Thursday, August 14, 2008

The Games Wren Plays

I've been so focused on the heart issues that I haven't been keeping up with all the fun at home. Its still summer vacation (for those of you in Southern climes) and Wren has become very verbal recently. He speaks in sentences all the time and has a fabulous vocabulary. Just this evening before bed he said:

"Dada MOVE night-night"
"Put tain-tack in"
"Taste num num NOW"

He calls all small round things bubbles (including blueberries and grapes) and loves to order us around and claim "MINE MINE, WEN's WEN's!". He can also copy almost anything I say and makes us laugh with his funny comments. Along with the verbal explosion Wren has favorite games we must play every day. Here are the most common ones.

Make Tain Tack
Every morning when he wakes up we read books (Wren drops them on my head as I lie on the mattress on the floor) then he opens the big plastic tub with train track in it and starts to build train tracks on the carpet. He goes for all the interesting pieces, inclines, bridges, station, tunnels and tries to stick them all together. It is only a matter of minutes before he runs into trouble with a bridge and calls out "HELP, up-down" which translates as "help me make this bridge". He cannot figure out how to put the supports under the ascending track so they won't connect or stay up when he does it himself. I try and steer his meandering pieces into loops which frustrates him because then he doesn't have an end piece to build from.

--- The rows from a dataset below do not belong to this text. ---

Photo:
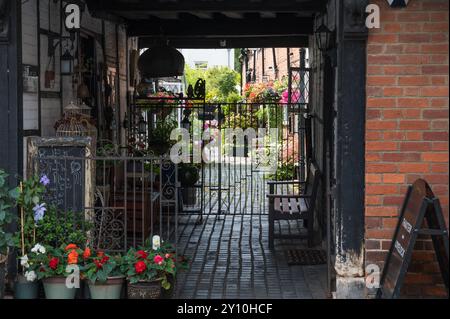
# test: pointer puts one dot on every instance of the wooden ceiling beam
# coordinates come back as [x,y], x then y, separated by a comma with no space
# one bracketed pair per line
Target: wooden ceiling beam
[230,43]
[208,6]
[226,27]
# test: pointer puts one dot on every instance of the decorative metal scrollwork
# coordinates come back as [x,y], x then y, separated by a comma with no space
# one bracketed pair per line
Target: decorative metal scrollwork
[4,20]
[197,92]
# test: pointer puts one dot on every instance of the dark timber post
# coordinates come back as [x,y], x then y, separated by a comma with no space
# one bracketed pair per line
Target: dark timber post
[350,148]
[10,91]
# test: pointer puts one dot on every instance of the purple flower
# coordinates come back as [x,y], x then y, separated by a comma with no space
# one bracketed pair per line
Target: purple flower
[39,212]
[44,180]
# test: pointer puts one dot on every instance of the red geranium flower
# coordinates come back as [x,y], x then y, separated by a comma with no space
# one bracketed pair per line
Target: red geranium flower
[87,253]
[71,247]
[140,267]
[142,254]
[158,260]
[53,264]
[105,259]
[98,264]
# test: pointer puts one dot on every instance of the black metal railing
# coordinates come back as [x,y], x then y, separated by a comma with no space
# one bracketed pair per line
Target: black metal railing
[126,199]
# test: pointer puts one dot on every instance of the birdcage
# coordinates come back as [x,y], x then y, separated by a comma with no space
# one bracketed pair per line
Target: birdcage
[76,122]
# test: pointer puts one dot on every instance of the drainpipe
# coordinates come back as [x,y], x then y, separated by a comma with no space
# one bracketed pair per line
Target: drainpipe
[350,150]
[275,65]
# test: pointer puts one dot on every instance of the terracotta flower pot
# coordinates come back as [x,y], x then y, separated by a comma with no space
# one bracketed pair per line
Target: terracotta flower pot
[2,275]
[144,290]
[111,289]
[55,288]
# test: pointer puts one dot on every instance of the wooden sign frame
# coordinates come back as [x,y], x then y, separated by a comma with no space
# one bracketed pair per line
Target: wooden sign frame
[420,204]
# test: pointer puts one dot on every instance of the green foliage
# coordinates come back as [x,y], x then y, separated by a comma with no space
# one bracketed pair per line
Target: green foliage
[285,172]
[59,228]
[188,174]
[99,267]
[55,261]
[7,203]
[221,82]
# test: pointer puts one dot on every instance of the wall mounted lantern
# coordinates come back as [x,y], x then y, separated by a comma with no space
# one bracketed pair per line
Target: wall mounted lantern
[66,63]
[323,38]
[161,61]
[142,125]
[398,3]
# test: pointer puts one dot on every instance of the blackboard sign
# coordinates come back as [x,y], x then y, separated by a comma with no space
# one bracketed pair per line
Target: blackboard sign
[64,162]
[420,205]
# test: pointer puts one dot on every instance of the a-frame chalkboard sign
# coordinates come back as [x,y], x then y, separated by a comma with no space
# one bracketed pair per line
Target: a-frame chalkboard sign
[420,205]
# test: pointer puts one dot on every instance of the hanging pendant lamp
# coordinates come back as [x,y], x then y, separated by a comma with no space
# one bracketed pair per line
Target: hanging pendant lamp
[161,61]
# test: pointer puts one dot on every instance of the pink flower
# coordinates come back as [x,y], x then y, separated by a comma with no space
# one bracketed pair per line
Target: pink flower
[158,260]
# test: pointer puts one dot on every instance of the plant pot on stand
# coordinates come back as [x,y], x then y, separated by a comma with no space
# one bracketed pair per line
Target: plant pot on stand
[111,289]
[188,177]
[144,290]
[55,288]
[25,290]
[3,260]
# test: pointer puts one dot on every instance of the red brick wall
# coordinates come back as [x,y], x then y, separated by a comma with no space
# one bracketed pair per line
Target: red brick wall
[407,126]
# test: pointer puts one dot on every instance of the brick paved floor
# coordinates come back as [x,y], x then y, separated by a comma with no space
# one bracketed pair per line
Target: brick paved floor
[230,254]
[231,259]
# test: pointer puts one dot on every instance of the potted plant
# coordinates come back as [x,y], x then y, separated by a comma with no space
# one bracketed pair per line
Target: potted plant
[149,271]
[103,275]
[54,270]
[32,211]
[7,202]
[188,176]
[26,285]
[159,138]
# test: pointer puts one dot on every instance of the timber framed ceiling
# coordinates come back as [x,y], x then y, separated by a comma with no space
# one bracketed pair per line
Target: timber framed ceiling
[214,23]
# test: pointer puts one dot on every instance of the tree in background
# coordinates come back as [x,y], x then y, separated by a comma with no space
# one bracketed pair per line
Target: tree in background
[221,82]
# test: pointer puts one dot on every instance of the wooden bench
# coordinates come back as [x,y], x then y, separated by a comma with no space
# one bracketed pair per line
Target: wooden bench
[283,206]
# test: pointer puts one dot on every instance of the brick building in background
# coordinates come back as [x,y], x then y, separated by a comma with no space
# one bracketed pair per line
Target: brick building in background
[407,127]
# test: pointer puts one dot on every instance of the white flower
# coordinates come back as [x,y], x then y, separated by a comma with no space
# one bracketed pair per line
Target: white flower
[30,275]
[24,262]
[156,242]
[38,249]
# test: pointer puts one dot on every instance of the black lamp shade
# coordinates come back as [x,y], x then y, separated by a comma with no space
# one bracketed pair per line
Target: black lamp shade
[162,61]
[323,37]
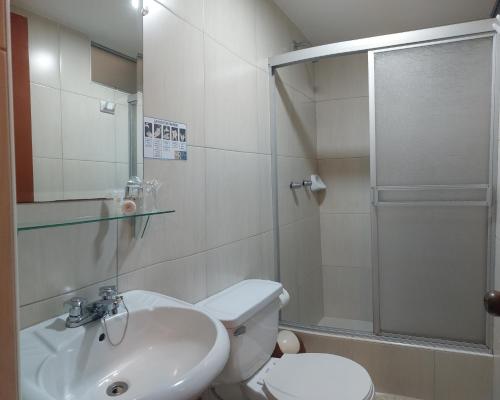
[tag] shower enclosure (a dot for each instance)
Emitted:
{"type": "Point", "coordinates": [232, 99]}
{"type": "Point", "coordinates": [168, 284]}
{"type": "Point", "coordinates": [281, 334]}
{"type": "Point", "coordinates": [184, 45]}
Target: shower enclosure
{"type": "Point", "coordinates": [403, 130]}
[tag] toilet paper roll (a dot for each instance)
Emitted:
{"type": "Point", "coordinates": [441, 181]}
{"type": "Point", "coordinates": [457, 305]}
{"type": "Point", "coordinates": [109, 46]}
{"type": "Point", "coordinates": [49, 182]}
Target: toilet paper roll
{"type": "Point", "coordinates": [317, 183]}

The trains themselves are fun too but not the main event. We help them go up-down for a while and then they run off into the corner somewhere under the bed or cupboard and whir neglected until the battery runs down (unless I notice). Meanwhile Wren announces "tain tack away" and puts away the track piece by piece before moving on to the next thing. Frequently, I am still in the middle of the game and am a bit crestfallen by the destruction of the Gordion knot I have helped create.

HIDE! Mountain!
Wren loves to hide. He gets help to make a place out of pillows and lies there in silent glee while we pretend to look for him. When I find him he smiles and wriggles for a while and then gets indignant and says "hide, hide" again and tucks his head back in the pillow.

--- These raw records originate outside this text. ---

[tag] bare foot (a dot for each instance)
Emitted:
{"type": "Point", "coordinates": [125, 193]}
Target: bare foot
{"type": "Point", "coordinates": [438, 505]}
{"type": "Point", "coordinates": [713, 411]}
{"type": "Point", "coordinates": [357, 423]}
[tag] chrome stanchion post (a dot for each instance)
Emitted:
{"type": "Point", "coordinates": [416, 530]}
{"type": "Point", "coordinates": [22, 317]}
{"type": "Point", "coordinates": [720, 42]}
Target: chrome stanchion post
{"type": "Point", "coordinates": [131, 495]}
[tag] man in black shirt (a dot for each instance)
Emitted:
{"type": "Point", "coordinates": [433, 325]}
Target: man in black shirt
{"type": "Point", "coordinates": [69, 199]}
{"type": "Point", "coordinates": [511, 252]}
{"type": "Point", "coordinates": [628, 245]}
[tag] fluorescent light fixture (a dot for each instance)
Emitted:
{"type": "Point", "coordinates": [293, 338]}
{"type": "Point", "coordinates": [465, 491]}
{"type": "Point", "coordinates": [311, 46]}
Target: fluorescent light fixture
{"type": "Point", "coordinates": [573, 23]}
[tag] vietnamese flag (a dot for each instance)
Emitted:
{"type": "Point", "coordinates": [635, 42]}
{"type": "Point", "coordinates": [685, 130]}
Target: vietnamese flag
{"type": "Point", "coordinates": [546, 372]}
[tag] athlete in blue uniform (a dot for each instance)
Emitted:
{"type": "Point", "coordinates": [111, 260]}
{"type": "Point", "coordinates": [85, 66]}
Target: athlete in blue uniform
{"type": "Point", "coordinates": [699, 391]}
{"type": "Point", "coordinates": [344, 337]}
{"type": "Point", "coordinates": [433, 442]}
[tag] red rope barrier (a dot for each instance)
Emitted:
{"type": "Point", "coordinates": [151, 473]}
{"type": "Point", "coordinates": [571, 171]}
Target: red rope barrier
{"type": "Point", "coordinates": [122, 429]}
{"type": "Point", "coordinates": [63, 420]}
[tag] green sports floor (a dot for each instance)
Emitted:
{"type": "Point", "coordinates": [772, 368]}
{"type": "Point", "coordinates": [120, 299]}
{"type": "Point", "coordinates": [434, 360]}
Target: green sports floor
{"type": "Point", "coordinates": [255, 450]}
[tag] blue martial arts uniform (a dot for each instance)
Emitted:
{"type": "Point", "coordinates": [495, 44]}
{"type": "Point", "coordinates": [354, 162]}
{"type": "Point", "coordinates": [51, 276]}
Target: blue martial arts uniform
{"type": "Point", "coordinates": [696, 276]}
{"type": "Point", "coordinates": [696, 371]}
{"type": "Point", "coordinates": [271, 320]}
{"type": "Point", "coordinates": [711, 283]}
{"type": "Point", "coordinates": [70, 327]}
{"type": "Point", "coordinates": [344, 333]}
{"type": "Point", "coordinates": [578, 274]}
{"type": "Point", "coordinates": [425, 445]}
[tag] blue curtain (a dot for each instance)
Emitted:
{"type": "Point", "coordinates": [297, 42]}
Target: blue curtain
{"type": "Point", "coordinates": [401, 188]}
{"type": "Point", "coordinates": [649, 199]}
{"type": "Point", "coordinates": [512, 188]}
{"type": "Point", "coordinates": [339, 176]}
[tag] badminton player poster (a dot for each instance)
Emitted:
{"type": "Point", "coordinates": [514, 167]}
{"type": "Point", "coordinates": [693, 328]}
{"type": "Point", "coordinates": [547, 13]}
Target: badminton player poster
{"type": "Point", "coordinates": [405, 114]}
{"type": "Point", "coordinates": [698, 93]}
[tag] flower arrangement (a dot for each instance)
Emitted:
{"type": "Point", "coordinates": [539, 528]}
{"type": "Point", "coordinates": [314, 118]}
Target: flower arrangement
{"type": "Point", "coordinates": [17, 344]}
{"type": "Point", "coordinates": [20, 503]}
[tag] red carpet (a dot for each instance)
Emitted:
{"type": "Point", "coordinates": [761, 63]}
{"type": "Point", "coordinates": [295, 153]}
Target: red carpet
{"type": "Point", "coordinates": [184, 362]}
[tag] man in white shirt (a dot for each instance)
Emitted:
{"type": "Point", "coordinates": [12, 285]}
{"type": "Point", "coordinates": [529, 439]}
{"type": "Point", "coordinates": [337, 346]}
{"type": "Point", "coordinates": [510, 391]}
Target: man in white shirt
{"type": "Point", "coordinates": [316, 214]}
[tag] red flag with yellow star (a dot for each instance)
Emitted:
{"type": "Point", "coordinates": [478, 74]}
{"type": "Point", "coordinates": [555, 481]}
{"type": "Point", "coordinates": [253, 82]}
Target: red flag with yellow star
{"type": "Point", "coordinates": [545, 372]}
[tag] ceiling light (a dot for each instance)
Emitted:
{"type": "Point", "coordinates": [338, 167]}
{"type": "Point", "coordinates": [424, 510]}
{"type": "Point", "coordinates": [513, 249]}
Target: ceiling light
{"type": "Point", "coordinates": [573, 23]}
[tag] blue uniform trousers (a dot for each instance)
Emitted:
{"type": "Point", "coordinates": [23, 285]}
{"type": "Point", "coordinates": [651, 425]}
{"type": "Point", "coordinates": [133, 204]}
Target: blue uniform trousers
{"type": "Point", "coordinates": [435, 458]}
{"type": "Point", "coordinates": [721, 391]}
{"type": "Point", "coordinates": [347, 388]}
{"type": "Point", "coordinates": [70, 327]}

The other day, Frost and Wren were playing hide and Frost came running into the kitchen telling me that Wren was "hiding in a tomb." I said "what?" He explained that he had made a pillow nest for Wren that was "like a tomb, you know.. not a real tomb but like that." I was aghast and told him to not use that kind of example because he knew I was worried about about Wren going to hospital. Unfortunately, this backfired because Frost decided it was frightfully naughty/funny to joke about Wren in a tomb. A few minutes later he called me into the bedroom where he had made a sign in black texta.

The sign he placed on top of the pillow hidey hole was: HERE LIES WREN.

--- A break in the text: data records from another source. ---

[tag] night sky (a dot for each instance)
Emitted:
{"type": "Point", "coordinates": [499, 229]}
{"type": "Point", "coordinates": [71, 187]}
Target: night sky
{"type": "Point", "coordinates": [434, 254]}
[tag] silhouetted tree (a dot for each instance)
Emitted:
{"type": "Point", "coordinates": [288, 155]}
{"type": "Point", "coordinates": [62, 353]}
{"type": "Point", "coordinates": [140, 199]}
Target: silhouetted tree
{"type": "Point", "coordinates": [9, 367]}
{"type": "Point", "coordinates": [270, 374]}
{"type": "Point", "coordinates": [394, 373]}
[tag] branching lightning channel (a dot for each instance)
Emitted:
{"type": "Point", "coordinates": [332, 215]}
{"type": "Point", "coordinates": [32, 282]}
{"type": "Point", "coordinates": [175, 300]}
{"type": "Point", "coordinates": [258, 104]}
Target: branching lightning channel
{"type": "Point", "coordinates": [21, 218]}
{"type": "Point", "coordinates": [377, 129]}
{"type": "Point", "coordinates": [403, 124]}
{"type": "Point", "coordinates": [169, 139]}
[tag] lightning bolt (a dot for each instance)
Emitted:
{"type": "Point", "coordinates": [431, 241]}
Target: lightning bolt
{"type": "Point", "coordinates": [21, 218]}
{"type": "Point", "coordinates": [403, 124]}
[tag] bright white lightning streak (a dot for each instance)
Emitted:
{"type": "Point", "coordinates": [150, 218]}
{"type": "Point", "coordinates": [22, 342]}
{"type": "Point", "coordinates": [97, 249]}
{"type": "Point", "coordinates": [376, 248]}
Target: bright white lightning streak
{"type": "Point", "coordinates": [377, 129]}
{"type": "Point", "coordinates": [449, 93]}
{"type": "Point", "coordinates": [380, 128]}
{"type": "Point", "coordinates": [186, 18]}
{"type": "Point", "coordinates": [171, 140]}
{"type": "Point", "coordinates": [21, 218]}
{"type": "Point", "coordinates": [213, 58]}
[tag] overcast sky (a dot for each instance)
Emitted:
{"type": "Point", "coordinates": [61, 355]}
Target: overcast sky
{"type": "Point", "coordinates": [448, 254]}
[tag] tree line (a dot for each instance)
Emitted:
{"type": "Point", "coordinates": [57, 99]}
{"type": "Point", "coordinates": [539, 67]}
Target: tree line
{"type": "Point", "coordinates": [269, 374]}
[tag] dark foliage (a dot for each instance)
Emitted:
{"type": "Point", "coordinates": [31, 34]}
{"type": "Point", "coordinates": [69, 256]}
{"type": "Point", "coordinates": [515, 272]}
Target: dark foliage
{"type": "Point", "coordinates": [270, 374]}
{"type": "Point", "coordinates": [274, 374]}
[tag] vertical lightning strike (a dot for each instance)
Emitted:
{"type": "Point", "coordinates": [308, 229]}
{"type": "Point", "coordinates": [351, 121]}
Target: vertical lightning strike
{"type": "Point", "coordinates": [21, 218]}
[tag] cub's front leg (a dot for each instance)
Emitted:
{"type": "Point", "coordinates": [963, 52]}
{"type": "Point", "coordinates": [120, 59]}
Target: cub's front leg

A teacher at our school commented that kids always play with things that worry or frighten them. Perhaps so. Frost also has always had an irreverent streak.

Here are some pictures of Wren hiding in pillow mountains.



Read Book
Likes to read books in the morning, especially books about diggers and babies doing things. He comments on the pictures and enjoys books which we have read many times before like "Go Dog Go" and "The Digger Book." He likes to hold the book himself and to turn the pages in somewhat random order often skipping pages and then looking puzzled and frustrated that his favorite images have gone.

BOUNCE! Down! BUMP!
Wren is very active and loves to rough-and-tumble with Joshua and Frost. He gets very excited if you play chase and sometimes gets excited and runs around in circles shrieking in fun. Frost and Wren feed off each other's energy and by late afternoon I feel I am herding elephants through the house. They like to jump off things (Wren jumps off the coffee table repeatedly practicing landing and saying "BUMP" before he tries. He often does bump but continues anyway. He loves to play pillow fight and wrestle with Joshua when he comes home and has a complicated series of games he likes including being swung upside down and being thrown into a soft pile of quilt. Frost has made up a game called "rock-a-dump" where he pitches Wren forward out of a rocking chair to his great delight saying "rocka, rocka, rocka, rocka, rocka DUMP!"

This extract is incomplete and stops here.